Our findings are consistent with the results of other studies that analysed potential application of elastography in the evaluation of compression neuropathies; also, those studies demonstrated that compression may contribute to greater stiffness of the entrapped nerve [34,35,36,37,38,39,40,41,42,43]. In our opinion, SWE constitutes a valuable supplement to ultrasonographic examination of peripheral nerves, also in patients with UNE [14]. Elastography is both a time- and cost-effective method with a relatively steep learning curve. Elastographic findings add considerably to the results of US, providing quantitative data on the nerve stiffness during both static and dynamic examination. In addition, it can determine the level of nerve entrapment. In the future, with its growing availability in routine clinical practice, SWE may be used for the monitoring of treatment outcomes in UNE patients. The numerous advantages of SWE make it a perspective screening tool for early detection of compressive neuropathies, with potential application in occupational medicine. Prompt introduction of adequate preventive measures in persons at risk or implementation of conservative treatment in individuals with early stages of the neuropathy may prevent its long-term consequences, such as chronic disability.

The main limitation of this study may stem from the fact that ulnar nerve stiffness was determined by one radiologist, and thus, we were unable to estimate inter-observer reliability of the results. During the course of another study, which is soon to be conducted at our centre, we will analyse both inter- and intra-observer reliability of SWE measurements taken at various levels of ulnar and median nerves. Interestingly, patients from UNE group presented with significantly greater ulnar nerve stiffness proximally to the compression site than the controls. Because of the preliminary characteristic of our study and lack of evidence from similar study, we are unable to provide an unequivocal explanation for this phenomenon. The exact pathophysiology of compressive neuropathy is still not fully understood. It is commonly accepted that increased pressure on a peripheral nerve affects its microcirculation and, therefore, blood supply. Resultant epineural ischaemia contributes to impaired venous outflow and stasis. Chronic compression may predispose to capillary leakage and neural oedema, which further aggravates the harmful effects of the primary causal factor. With time, this mechanism induces inflammation, fibrosis, demyelination and eventually, after a remyelination failure, axonal integrity loss [7, 47,48,49]. Perhaps, this process involves the segment located proximally to the compression site to a larger degree than previously supposed, which manifests as greater stiffness of the nerve, likewise in our series. This would suggest that elastography may be a highly sensitive test to detect structural anomalies in peripheral nerves. This issue definitively needs to be addressed in future studies.
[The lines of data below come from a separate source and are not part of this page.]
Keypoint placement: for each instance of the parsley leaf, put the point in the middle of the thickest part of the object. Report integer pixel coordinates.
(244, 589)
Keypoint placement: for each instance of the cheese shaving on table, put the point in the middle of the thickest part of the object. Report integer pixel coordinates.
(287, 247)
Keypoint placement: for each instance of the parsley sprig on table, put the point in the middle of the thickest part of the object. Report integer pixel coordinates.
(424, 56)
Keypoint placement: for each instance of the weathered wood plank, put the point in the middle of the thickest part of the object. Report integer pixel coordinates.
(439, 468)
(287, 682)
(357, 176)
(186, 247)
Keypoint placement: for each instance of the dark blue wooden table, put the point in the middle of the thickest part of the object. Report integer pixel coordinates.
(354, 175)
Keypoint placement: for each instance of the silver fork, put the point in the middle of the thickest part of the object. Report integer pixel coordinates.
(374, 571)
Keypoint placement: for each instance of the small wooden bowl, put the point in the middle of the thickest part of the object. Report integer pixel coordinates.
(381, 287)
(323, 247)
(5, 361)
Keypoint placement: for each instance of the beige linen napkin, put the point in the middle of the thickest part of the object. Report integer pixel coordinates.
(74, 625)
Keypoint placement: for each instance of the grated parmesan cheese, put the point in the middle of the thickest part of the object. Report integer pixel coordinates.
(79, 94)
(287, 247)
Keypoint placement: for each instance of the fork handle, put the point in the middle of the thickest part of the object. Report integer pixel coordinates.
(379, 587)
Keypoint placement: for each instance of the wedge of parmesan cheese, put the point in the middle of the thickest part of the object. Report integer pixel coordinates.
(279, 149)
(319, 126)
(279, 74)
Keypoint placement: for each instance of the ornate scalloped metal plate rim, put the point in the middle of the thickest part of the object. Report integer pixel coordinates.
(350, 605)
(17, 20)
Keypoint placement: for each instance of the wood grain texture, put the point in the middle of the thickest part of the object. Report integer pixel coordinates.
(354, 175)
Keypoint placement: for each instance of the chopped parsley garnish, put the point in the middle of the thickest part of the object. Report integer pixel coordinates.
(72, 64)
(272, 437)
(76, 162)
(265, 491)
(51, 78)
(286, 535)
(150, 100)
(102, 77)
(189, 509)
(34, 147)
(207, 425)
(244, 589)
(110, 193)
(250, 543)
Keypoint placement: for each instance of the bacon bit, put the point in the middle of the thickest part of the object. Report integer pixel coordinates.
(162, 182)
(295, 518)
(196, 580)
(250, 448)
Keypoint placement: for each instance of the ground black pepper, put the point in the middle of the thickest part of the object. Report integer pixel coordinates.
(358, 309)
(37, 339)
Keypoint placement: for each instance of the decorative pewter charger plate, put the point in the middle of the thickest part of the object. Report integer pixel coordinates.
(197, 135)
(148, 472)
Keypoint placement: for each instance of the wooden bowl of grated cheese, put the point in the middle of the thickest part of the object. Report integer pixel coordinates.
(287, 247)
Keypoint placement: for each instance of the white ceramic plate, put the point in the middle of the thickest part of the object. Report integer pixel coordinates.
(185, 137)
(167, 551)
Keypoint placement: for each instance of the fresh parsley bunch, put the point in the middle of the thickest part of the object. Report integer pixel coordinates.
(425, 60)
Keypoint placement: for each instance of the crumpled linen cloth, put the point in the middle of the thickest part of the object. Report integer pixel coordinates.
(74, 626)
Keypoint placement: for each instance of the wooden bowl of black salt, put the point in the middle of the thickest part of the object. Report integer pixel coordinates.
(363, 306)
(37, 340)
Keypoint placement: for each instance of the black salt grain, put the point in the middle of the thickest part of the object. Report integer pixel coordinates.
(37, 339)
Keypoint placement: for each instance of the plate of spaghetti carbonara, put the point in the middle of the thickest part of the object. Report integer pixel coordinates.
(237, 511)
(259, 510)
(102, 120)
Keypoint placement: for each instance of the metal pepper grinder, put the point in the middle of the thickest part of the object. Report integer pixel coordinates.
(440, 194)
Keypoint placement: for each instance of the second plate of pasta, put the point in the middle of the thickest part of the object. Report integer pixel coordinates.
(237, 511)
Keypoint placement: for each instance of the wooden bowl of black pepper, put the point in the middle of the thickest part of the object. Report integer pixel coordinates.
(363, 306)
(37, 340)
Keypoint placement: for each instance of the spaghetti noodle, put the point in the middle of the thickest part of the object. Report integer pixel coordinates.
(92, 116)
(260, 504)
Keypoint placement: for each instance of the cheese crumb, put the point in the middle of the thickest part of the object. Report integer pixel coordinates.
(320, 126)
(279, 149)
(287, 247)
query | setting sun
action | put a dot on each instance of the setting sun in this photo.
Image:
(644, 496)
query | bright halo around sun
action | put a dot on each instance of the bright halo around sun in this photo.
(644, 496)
The results of this preliminary study justify further research on the application of SWE as a diagnostic instrument in ulnar neuropathies. The future studies should involve larger groups of patients and verify whether SWE is suitable for the staging of ulnar nerve dysfunction and if the elastographic indices correlate with the routinely used EDX-based scale of UNE severity. Moreover, future research should corroborate if elastography could be used as a screening tool for peripheral neuropathies and whether it may find application as a method to monitor the treatment outcomes.

Conclusions

To summarise, this study demonstrated for the first time that shear wave elastography can be used to diagnose cubital tunnel syndrome. Patients with entrapment syndrome presented with significantly greater ulnar nerve stiffness at the elbow level than healthy controls. These findings imply that SWE has a potential to become a routine diagnostic instrument to detect ulnar neuropathy in a clinical setting.